La force du Hezbollah, du sud du Pakistan à Gaza

Le Hezbollah est une force incontournable sur l’échiquier libanais et joue depuis 2012 un rôle clef sur la scène régionale.

Il n’a cessé au fil des années de confirmer sa puissance militaire, révélée en 2000 dans le contexte de l’évacuation inconditionnelle d’Israël de la majeure partie du territoire libanais – occupée depuis 1978.

En 2006, le parti a montré sa force de frappe lors de la guerre des trente-trois jours contre le Liban – le rapport de la commission d’enquête israélienne Winograd concluant à un échec militaire israélien.

Carte du système de défense stratégique du Hezbollah, en juillet 2006.
Système de défense stratégique du Hezbollah, en juillet 2006. Matt M. Matthews US army/Wikimedia, CC BY

À partir de 2012, en s’impliquant activement dans plusieurs conflits, du sud du Pakistan à Gaza et auprès de divers alliés sur cet axe, l’organisation a consolidé son ancrage régional.

En effet, dans l’engrenage de la crise syrienne, le Hezbollah a su transformer la menace qui pesait sur l’organisation – se retrouver enclavée en cas de défaite militaire sans débouché syrien – en opportunité, en renforçant sa force de frappe balistique et sa capacité à mener des opérations offensives.

Il a parallèlement considérablement développé son arsenal militaire au sud-Liban et fortifié ses positions grâce au glissement des moyens militaires et à l’amélioration de ses capacités dans le domaine du renseignement.

Ainsi ces deux dernières années, dans une logique régionale visant à contenir l’influence iranienne, le terrain libanais a occupé une place importante et l’enjeu s’est cristallisé autour du Hezbollah.

Depuis octobre 2019 et l’irruption du mouvement de contestation au Liban, le parti – qui a cherché à redorer son blason avec la crise sanitaire – est décrié par une partie des Libanais.

Ces derniers lui reprochent ses jeux d’alliance dans une société traversée par des contradictions communautaires, sociales et nationales.

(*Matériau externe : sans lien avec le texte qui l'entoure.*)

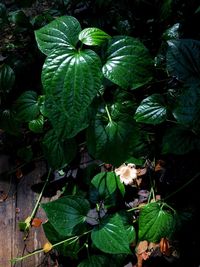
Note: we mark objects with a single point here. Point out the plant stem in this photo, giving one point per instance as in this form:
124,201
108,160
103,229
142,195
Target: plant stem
40,196
108,113
74,238
26,256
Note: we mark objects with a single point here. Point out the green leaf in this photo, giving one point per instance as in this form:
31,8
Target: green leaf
172,32
151,110
179,140
60,33
93,36
25,153
95,261
67,212
69,248
58,152
71,80
110,236
128,225
187,110
106,183
155,222
9,123
183,60
128,62
114,142
7,78
36,125
107,142
27,107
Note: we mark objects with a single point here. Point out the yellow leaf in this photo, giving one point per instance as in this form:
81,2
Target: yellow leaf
47,247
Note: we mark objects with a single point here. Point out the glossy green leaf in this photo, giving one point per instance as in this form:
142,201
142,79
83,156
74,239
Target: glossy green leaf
93,36
95,261
107,183
179,140
187,110
172,32
60,33
9,123
69,248
114,142
2,11
155,222
110,236
7,78
107,142
27,107
128,225
183,60
37,124
151,110
71,80
67,212
128,63
58,152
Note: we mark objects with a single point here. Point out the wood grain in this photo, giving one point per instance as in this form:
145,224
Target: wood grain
17,207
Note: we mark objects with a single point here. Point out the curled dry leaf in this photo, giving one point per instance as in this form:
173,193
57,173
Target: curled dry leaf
47,247
127,173
36,222
141,172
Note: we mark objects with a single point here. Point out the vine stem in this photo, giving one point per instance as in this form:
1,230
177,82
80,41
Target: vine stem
108,113
74,238
40,196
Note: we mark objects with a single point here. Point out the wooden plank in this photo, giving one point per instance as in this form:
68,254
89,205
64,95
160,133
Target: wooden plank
16,207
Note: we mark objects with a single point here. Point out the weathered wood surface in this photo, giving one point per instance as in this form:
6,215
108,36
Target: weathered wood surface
16,207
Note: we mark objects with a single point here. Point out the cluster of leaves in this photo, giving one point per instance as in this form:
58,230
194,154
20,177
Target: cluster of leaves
120,98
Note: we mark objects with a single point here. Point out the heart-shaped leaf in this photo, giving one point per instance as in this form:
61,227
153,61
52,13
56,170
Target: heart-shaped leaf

Aujourd’hui, la catastrophe ravive les antagonismes et la défiance contre le Hezbollah dans un contexte de confrontation exacerbée entre l’Iran et ses alliés d’un côté, les États-Unis, Israël, l’Arabie saoudite et les Emirats de l’autre.

Le Hezbollah mis sous pression sur tous les fronts

Les adversaires politiques du Hezbollah, accusent l’organisation d’avoir délibérément ignoré l’existence de la cargaison à l’origine de la catastrophe, attaque à laquelle a répondu, le secrétaire général du parti dans son allocution télévisée le 7 août dernier, en ironisant sur le fait qu’il était plus informé sur le port de Haifa, en Israël, que celui de Beyrouth.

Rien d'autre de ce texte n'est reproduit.